Spooky by Sarah Dunster

blue eye art

You watched her pass, the woman you
were with while you learned Poetry.
Black hair—she smiled with such grey eyes—
you watched  her pass without goodbyes,
and these hills blind me, golden; fierce
with bristling grass, smoking in the sun:
a cloud kicked up, an offering
to sanctify our suffering.

She lay down for a minute
to allow that one to come. Only
think, while holding him, a child
once held in warmth and now, exiled:
blue eyes, all. And hair like lightning.
That’s us, our full cheeks swelling,
full eyes dripping with questions still,
bellies and hearts and arms to fill.

That’s us. Black hair—she smiled with such
grey eyes.
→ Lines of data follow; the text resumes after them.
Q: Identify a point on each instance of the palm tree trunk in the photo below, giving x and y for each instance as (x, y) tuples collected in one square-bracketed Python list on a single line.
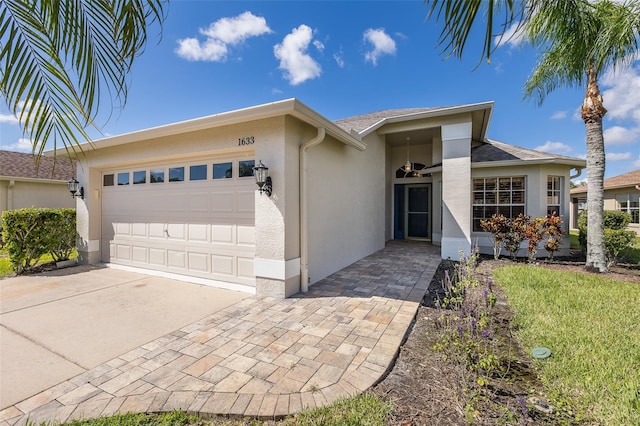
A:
[(592, 113)]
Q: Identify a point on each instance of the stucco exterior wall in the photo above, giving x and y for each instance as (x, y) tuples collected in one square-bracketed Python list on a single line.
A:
[(535, 204), (347, 204), (18, 194)]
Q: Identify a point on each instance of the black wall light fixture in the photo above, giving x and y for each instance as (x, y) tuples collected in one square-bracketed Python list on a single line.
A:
[(73, 189), (263, 180)]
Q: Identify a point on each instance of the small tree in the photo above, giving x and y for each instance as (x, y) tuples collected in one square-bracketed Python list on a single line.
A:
[(498, 227), (516, 235), (553, 229), (534, 233)]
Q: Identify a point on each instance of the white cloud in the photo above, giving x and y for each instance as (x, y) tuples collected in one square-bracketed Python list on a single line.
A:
[(618, 135), (339, 58), (620, 97), (554, 147), (8, 119), (22, 145), (220, 35), (513, 36), (382, 43), (297, 64), (618, 156), (559, 115)]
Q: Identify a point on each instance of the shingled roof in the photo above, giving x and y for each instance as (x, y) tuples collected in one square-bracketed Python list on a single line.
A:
[(21, 165), (627, 179), (364, 121), (499, 151)]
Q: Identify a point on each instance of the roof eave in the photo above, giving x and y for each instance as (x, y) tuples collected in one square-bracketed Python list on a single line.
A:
[(538, 161), (286, 107), (438, 112)]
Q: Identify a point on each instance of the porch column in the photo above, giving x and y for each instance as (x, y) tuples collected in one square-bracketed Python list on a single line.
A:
[(456, 189), (89, 215), (276, 276)]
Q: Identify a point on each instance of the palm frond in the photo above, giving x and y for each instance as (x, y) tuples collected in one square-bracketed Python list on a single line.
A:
[(460, 16), (59, 57)]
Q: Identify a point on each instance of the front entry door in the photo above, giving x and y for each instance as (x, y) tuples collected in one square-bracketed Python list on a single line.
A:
[(413, 212)]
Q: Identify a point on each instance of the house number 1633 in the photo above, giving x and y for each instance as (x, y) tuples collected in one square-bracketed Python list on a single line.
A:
[(249, 140)]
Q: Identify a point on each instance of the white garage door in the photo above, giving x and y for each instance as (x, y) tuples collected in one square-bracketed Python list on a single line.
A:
[(194, 219)]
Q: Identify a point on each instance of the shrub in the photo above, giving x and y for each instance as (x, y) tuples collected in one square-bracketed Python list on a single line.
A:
[(516, 234), (616, 238), (30, 233), (534, 233), (498, 226)]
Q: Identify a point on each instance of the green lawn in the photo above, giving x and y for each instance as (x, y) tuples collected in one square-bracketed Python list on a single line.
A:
[(592, 326)]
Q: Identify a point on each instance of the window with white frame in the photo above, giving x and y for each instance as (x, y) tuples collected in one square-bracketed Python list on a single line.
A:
[(554, 195), (497, 195), (630, 203)]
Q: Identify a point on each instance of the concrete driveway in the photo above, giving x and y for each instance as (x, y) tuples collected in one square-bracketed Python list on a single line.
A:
[(56, 325)]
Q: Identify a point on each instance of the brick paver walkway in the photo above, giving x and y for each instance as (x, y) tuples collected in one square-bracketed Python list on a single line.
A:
[(261, 357)]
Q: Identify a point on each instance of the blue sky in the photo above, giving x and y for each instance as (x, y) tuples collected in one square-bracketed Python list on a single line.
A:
[(344, 58)]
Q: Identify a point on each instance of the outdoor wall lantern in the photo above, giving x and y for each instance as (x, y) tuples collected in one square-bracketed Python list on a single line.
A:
[(73, 189), (263, 180)]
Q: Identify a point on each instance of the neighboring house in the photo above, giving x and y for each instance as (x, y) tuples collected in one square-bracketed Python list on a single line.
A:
[(621, 192), (24, 184), (180, 200)]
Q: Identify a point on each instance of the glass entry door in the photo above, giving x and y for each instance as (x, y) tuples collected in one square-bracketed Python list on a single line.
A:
[(418, 211)]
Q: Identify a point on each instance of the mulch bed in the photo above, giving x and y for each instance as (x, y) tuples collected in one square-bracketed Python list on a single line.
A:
[(426, 388)]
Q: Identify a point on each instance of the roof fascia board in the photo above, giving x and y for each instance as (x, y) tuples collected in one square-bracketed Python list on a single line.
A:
[(540, 161), (281, 108), (308, 115), (439, 112), (32, 180)]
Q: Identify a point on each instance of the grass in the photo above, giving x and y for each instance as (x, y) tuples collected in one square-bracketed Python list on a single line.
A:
[(364, 409), (591, 324)]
You watched her pass without
heart-ill goodbyes, at least in words.
And summer passed, and autumn turned
to place her in the pines, in heaps
of needles, sharp with what you felt
but did not say. We found her there:
ponderosas, pitch-dark like her hair.

We sang you out one icy night,
with half-shy notes of grief you would
have quickly silenced. We stood there
by your bed and sang the trio, though
you were joking when you asked; how
truly black she was beside you—
Tongue lolling, and that spooky eye
watching even as we said goodbye.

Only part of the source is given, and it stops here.